>> Steps to Build a Tokenizer

   1. Normalization: This is where we clean up the text. It can involve removing spaces, accents, or normalizing text to a standard Unicode format.
   2. Pre-tokenization: This step involves splitting the input text into individual words or smaller chunks.
   3. Tokenization: Here, the pre-tokenized words are converted into a sequence of tokens that the model can understand.
   4. Post-processing: Special tokens are added, and attention masks or token type IDs are generated to help the model process the input correctly.

>> Components of a Tokenizer

   The `🤗 Tokenizers` library provides different components that you can mix and match to build your tokenizer. These include:

   - Normalizers: These handle text normalization (e.g., removing accents).
   - Pre-tokenizers: These split text into words or subwords.
   - Models: These define how the tokenizer breaks down the text (e.g., using BPE, WordPiece).
   - Trainers: These are used to train the tokenizer on a specific dataset.
   - Post-processors: These add special tokens and adjust the output for the model.
   - Decoders: These reverse the tokenization process, turning tokens back into text.

>> Acquiring a Corpus

   To train the tokenizer, we need a text corpus.
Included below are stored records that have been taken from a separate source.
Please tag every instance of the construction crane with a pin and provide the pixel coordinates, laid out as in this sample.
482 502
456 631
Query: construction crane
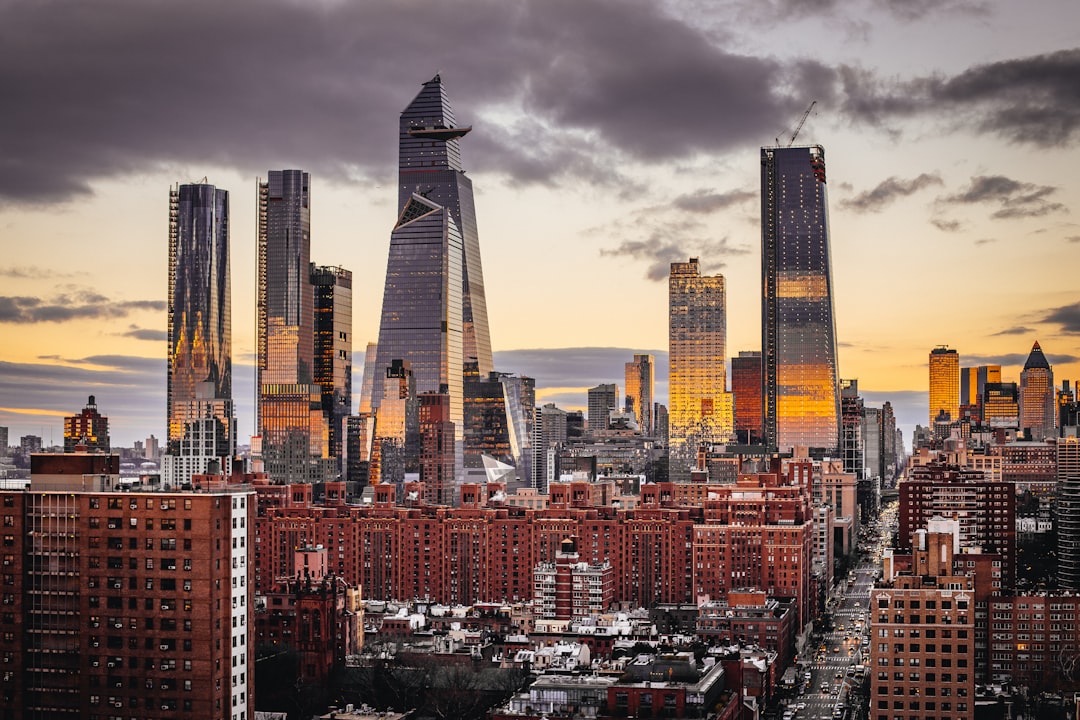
799 126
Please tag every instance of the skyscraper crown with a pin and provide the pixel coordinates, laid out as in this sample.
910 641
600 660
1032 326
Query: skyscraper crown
1036 358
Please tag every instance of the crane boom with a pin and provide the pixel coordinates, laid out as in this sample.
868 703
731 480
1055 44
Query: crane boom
799 126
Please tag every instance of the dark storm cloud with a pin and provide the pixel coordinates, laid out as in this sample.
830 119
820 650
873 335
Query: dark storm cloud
77 304
254 84
667 245
1067 316
704 201
1033 99
1014 199
888 191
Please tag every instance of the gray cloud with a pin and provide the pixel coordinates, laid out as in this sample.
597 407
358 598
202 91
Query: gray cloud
1067 316
559 65
888 191
1015 199
77 304
704 201
1034 99
146 334
667 245
946 226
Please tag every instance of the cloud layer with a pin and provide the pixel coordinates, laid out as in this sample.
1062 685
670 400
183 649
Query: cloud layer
561 91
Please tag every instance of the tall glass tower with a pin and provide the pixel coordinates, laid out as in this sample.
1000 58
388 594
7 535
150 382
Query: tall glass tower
200 315
434 311
944 383
289 401
798 333
701 409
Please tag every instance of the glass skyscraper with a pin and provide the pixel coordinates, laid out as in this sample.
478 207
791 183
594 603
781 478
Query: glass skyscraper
434 311
798 333
200 334
944 381
701 409
289 401
639 385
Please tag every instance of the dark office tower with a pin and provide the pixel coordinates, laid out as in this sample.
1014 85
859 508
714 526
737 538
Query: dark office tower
798 330
436 448
1068 513
697 350
1037 402
289 402
746 388
639 384
851 428
602 401
89 429
200 334
434 312
333 287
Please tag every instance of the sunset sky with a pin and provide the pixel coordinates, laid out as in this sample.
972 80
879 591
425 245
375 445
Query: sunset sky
609 139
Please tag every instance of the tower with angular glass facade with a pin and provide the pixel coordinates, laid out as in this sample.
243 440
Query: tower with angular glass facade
800 403
639 389
200 316
434 311
701 410
288 399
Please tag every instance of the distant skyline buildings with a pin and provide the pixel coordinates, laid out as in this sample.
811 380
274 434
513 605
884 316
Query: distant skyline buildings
801 406
700 408
199 380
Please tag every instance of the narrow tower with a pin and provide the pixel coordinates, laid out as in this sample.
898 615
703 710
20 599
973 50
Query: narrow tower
800 403
434 311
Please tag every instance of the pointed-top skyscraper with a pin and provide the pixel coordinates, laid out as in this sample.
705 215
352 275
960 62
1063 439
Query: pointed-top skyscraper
798 331
434 311
1038 406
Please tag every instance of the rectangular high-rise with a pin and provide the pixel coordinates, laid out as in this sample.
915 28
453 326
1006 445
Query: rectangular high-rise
200 316
639 386
944 365
700 407
288 399
333 339
800 402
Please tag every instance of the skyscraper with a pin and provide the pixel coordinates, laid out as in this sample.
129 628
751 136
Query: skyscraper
333 328
90 429
1038 406
944 383
639 384
289 403
602 399
200 314
434 311
701 408
798 334
746 388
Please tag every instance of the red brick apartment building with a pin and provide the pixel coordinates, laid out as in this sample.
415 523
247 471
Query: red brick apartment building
119 603
754 533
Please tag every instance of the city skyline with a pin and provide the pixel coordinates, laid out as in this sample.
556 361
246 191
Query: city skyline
588 186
For example, let's use the `WikiText-2` dataset:

python code

'''
from datasets import load_dataset

dataset = load_dataset("wikitext", name="wikitext-2-raw-v1", split="train")

def get_training_corpus():
    for i in range(0, len(dataset), 1000):
        yield dataset[i : i + 1000]["text"]
'''

This function `get_training_corpus()` provides batches of text to train the tokenizer.

>> Building a WordPiece Tokenizer

  To build a tokenizer using the `🤗 Tokenizers` library, start by creating a `Tokenizer` object:

python code

'''
from tokenizers import (
    decoders,
    models,
    normalizers,
    pre_tokenizers,
    processors,
    trainers,
    Tokenizer,
)

tokenizer = Tokenizer(models.WordPiece(unk_token="[UNK]"))
'''

Here, `[UNK]` is a token for unknown words.

>> Normalization

Next, set up normalization. For example, using the BERT normalizer:

python code

'''
tokenizer.normalizer = normalizers.BertNormalizer(lowercase=True)
'''

Or you can create a custom normalizer:

python code

'''
tokenizer.normalizer = normalizers.Sequence(
    [normalizers.NFD(), normalizers.Lowercase(), normalizers.StripAccents()]
)
'''

>> Pre-tokenization

Now, let's set up pre-tokenization:

python code

'''
tokenizer.pre_tokenizer = pre_tokenizers.BertPreTokenizer()
'''

Or use a simpler pre-tokenizer:

python code

'''
tokenizer.pre_tokenizer = pre_tokenizers.Whitespace()
'''

>> Training the Tokenizer

   To train the tokenizer, you need a trainer. For WordPiece, set it up like this:

python code

'''
special_tokens = ["[UNK]", "[PAD]", "[CLS]", "[SEP]", "[MASK]"]
trainer = trainers.WordPieceTrainer(vocab_size=25000, special_tokens=special_tokens)
tokenizer.train_from_iterator(get_training_corpus(), trainer=trainer)
'''

You can also train using text files:

python code

'''
tokenizer.model = models.WordPiece(unk_token="[UNK]")
tokenizer.train(["wikitext-2.txt"], trainer=trainer)
'''

>> Post-processing

   Add post-processing to handle special tokens like `[CLS]` and `[SEP]`:

python code

'''
cls_token_id = tokenizer.token_to_id("[CLS]")
sep_token_id = tokenizer.token_to_id("[SEP]")

tokenizer.post_processor = processors.TemplateProcessing(
    single=f"[CLS]:0 $A:0 [SEP]:0",
    pair=f"[CLS]:0 $A:0 [SEP]:0 $B:1 [SEP]:1",
    special_tokens=[("[CLS]", cls_token_id), ("[SEP]", sep_token_id)],
)
'''

>> Decoding

   Finally, add a decoder to convert tokens back to text:

python code

'''
tokenizer.decoder = decoders.WordPiece(prefix="##")
'''

>> Saving and Loading the Tokenizer

   Save your tokenizer:

python code

'''
tokenizer.save("tokenizer.json")
'''

And reload it later:

python code

'''
new_tokenizer = Tokenizer.from_file("tokenizer.json")
'''

This process allows you to build a tokenizer from scratch, giving you control over each step.